After touring the prison, Salmusa told the Captain-in-Command he would like to interrogate a certain dissident prisoner. He wanted to hear first-hand what the man had to say.

His name was Horace Danziger. He was brought into a bare room and tied securely in a chair that occupied the middle of the floor. One other chair faced it; that was Salmusa’s seat. A noose hung menacingly from the ceiling above the prisoner’s chair. It was attached to a pulley capable of raising or lowering the intimidating stretch of rope.

Danziger was a man in his fifties, but the strain of the past few months had taken its toll. He now looked seventy. The dissident was dressed in standard prison overalls.

Salmusa stared at the man for a full minute without saying a word. Danziger attempted to hold the gaze, but he couldn’t help glancing up at the noose a couple of times.

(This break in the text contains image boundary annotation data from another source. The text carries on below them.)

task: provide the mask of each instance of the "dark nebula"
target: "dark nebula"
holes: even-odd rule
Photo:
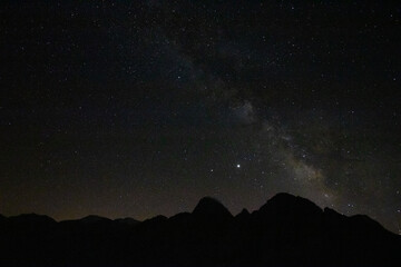
[[[401,233],[400,1],[0,2],[0,214],[280,191]]]

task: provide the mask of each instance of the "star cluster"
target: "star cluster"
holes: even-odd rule
[[[0,212],[278,191],[401,229],[398,1],[2,1]]]

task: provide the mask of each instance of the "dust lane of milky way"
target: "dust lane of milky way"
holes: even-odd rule
[[[278,191],[401,228],[399,1],[1,1],[0,212]]]

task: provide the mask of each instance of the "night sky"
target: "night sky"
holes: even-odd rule
[[[400,1],[0,2],[0,214],[280,191],[401,233]]]

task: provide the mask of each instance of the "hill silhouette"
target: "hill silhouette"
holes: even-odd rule
[[[368,216],[290,194],[235,217],[209,197],[141,222],[0,216],[0,266],[399,266],[400,251],[401,237]]]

“What? What do you want?” Danziger asked.

Finally, Salmusa said, “Your name is Horace Danziger and you have had many things to say that are insulting to our Brilliant Comrade, Kim Jong-un.”

The man sighed heavily. He’d been through this dozens of times with other Korean interrogators. “Unlike your country, in America we have—or we had—the freedom of speech. We can say anything we want, not only about Korea, but our own country as well. That’s what happens in a democracy. Our Constitution protects that right.”

Salmusa opened a manila folder in his lap and studied it. “I understand you had a website where you called the Brilliant Comrade a ‘pig in sheep’s clothing.’ I don’t understand. I always thought the expression was a ‘
wolf
in sheep’s clothing.’ ”

“I meant what I said.”

“The Brilliant Comrade might not have been so insulted if you’d kept to the original expression. He
is
something of a wolf. But he is not a pig. That was insulting.”

“I didn’t think he’d see it.”

“Why not? It was on the Internet. Anyone could see it.” Salmusa examined more reports in the folder. “Before the invasion, you posted several blogs warning the American public about Korea. Why? Most people in America paid no attention to us.”

“Why? It was obvious what you were up to. I knew it was only a matter of time before you tried something. Somebody had to say something.”

Salmusa paused. “I understand you had your own television talk-show. You are famous.”

Danziger looked away. “Whatever.”

“Most Americans know who you are, am I correct?”

“I guess. Depends on if they watched TV.”

“Even now, three months after our occupation of much of your country, the man on the street mentions your name. The people wonder where you are. If you are safe. If you are alive.”

“Do they?”

“They do. I have seen illegal homemade posters pasted on buildings in Los Angeles. They say ‘Free Danziger.’ ”

“That’s nice to hear. I don’t suppose you’re going to do that, though, are you?”